ECLI:NL:CRVB:2022:2861
Centrale Raad van Beroep
- Hoger beroep
- E. Dijt
- T. Dompeling
- S.B. SmitColenbrander
- Rechtspraak.nl
Afwijzing verzoek om wraking wegens vermeende vooringenomenheid van de behandelend rechter
In deze zaak heeft verzoeker hoger beroep ingesteld tegen eerdere uitspraken van de voorzieningenrechter van de rechtbank Amsterdam. Het betreft een verzoek om wraking van de behandelend rechter, J.N.A. Bootsma, ingediend door verzoeker op 18 augustus 2022. Verzoeker stelt dat de rechter vooringenomen is, omdat deze de deurwaarder ten onrechte als partij heeft aangemerkt en daardoor zijn rechten zou schaden. De Centrale Raad van Beroep heeft op 24 oktober 2022 de zaak behandeld en het verzoek om wraking afgewezen.
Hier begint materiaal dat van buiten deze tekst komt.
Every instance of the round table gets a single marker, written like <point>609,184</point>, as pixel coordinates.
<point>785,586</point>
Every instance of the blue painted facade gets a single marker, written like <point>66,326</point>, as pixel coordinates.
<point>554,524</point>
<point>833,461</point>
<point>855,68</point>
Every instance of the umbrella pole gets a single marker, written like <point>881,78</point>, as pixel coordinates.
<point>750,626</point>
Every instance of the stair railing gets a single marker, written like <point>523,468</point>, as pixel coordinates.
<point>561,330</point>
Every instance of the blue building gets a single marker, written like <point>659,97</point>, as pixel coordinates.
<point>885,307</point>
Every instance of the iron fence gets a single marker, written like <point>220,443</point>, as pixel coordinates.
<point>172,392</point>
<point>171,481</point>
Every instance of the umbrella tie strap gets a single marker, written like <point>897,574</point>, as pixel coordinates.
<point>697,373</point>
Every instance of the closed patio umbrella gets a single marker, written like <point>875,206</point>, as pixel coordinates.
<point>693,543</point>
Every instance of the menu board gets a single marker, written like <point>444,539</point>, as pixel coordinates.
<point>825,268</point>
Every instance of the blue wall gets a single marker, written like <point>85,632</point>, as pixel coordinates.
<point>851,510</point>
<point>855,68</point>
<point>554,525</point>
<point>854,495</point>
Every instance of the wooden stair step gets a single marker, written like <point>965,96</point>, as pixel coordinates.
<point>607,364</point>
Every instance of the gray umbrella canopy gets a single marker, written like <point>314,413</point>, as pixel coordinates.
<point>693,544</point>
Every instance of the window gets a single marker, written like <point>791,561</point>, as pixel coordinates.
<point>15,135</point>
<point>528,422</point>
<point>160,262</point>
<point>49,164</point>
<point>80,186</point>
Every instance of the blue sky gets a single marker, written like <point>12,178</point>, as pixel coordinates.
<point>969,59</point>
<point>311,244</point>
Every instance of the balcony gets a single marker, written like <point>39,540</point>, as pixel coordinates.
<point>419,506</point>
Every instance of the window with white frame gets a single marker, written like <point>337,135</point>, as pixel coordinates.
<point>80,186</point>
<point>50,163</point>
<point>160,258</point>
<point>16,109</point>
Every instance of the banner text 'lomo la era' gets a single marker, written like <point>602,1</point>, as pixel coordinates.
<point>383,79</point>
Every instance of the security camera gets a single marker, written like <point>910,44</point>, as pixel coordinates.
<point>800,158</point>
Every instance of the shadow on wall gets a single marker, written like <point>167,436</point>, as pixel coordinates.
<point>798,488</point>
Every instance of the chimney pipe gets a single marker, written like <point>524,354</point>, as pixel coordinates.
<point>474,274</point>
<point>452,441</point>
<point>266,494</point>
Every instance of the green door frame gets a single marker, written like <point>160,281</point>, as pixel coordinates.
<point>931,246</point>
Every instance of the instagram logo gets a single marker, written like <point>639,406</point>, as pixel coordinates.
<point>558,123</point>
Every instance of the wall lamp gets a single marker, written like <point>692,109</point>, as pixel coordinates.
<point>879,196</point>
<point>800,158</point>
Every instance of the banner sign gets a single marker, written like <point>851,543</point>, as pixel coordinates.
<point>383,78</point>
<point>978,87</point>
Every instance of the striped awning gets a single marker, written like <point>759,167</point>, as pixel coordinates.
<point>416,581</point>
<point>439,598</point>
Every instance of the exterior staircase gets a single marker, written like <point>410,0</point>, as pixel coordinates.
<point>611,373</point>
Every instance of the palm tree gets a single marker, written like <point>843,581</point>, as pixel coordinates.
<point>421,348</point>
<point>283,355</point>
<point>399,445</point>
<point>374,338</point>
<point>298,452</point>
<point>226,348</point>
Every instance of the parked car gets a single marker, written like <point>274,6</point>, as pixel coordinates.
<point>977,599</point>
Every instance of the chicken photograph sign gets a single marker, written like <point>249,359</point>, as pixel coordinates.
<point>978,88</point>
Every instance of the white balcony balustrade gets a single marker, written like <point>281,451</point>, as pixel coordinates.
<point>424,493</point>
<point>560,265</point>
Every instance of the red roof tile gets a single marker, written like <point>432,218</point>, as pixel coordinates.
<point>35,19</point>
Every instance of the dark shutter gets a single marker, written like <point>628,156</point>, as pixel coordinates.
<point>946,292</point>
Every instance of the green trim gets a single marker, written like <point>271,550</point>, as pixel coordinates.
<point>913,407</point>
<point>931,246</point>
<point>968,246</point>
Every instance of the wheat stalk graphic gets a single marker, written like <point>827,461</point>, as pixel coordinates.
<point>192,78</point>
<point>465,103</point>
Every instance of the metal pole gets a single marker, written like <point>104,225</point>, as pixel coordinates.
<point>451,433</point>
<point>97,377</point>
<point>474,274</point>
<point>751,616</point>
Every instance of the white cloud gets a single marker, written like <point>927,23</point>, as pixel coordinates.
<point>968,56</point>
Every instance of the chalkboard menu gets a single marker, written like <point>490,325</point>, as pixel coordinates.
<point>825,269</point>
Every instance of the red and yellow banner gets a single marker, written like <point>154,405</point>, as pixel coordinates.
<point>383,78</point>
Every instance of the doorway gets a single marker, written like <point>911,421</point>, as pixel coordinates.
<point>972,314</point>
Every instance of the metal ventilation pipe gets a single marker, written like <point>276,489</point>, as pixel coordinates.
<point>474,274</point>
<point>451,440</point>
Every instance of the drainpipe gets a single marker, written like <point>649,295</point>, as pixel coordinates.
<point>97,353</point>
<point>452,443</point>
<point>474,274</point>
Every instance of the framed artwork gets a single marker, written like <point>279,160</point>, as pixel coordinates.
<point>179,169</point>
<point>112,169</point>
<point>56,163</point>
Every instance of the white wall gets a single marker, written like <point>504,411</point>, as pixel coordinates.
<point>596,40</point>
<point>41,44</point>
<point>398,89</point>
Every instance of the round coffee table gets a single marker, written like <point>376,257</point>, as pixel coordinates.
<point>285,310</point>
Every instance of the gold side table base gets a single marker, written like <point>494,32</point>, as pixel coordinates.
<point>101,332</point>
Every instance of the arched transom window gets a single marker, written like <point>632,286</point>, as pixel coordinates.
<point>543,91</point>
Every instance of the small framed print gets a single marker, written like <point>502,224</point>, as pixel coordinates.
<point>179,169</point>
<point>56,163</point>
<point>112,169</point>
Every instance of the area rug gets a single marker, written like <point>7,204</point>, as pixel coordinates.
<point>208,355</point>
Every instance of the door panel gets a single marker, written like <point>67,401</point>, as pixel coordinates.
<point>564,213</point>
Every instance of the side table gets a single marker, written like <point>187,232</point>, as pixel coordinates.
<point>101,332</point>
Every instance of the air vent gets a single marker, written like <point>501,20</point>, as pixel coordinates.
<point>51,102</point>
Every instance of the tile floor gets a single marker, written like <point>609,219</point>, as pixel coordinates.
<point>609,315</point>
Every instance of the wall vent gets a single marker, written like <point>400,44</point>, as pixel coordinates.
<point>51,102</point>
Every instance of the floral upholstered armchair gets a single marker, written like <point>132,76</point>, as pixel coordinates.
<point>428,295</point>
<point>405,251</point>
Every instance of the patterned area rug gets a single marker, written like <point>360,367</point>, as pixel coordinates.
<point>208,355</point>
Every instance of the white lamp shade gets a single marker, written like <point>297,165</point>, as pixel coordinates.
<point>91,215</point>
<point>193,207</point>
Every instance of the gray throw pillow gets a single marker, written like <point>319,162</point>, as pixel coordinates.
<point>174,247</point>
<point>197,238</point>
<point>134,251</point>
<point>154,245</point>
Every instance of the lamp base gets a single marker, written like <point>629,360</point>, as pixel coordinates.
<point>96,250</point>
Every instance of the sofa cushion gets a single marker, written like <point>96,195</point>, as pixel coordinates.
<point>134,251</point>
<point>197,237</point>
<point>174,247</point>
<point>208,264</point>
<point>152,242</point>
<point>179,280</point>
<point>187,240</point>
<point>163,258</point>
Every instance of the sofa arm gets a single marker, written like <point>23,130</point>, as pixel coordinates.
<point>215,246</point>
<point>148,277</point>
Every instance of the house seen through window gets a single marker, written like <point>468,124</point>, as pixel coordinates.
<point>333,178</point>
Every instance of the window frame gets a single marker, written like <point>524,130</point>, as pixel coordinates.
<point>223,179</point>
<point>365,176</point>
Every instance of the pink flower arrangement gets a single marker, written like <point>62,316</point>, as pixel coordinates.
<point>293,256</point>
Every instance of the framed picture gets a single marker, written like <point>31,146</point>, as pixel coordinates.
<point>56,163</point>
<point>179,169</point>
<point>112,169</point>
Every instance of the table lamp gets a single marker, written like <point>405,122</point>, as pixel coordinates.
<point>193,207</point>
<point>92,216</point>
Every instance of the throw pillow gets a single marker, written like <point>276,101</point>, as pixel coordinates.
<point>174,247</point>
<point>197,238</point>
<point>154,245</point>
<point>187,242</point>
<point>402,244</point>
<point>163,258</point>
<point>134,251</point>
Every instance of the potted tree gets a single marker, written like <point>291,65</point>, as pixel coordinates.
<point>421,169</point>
De Raad oordeelt dat er geen objectieve aanwijzingen zijn voor vooringenomenheid van de rechter. De behandelend rechter heeft geprobeerd een oplossing te vinden voor de problemen tussen verzoeker en het college van burgemeester en wethouders van Amsterdam, wat niet kan worden gezien als een aanwijzing voor vooringenomenheid. De Raad concludeert dat de wrakingsgrond niet is onderbouwd en dat er geen aanleiding is voor een veroordeling in de proceskosten. De beslissing is openbaar uitgesproken op dezelfde datum.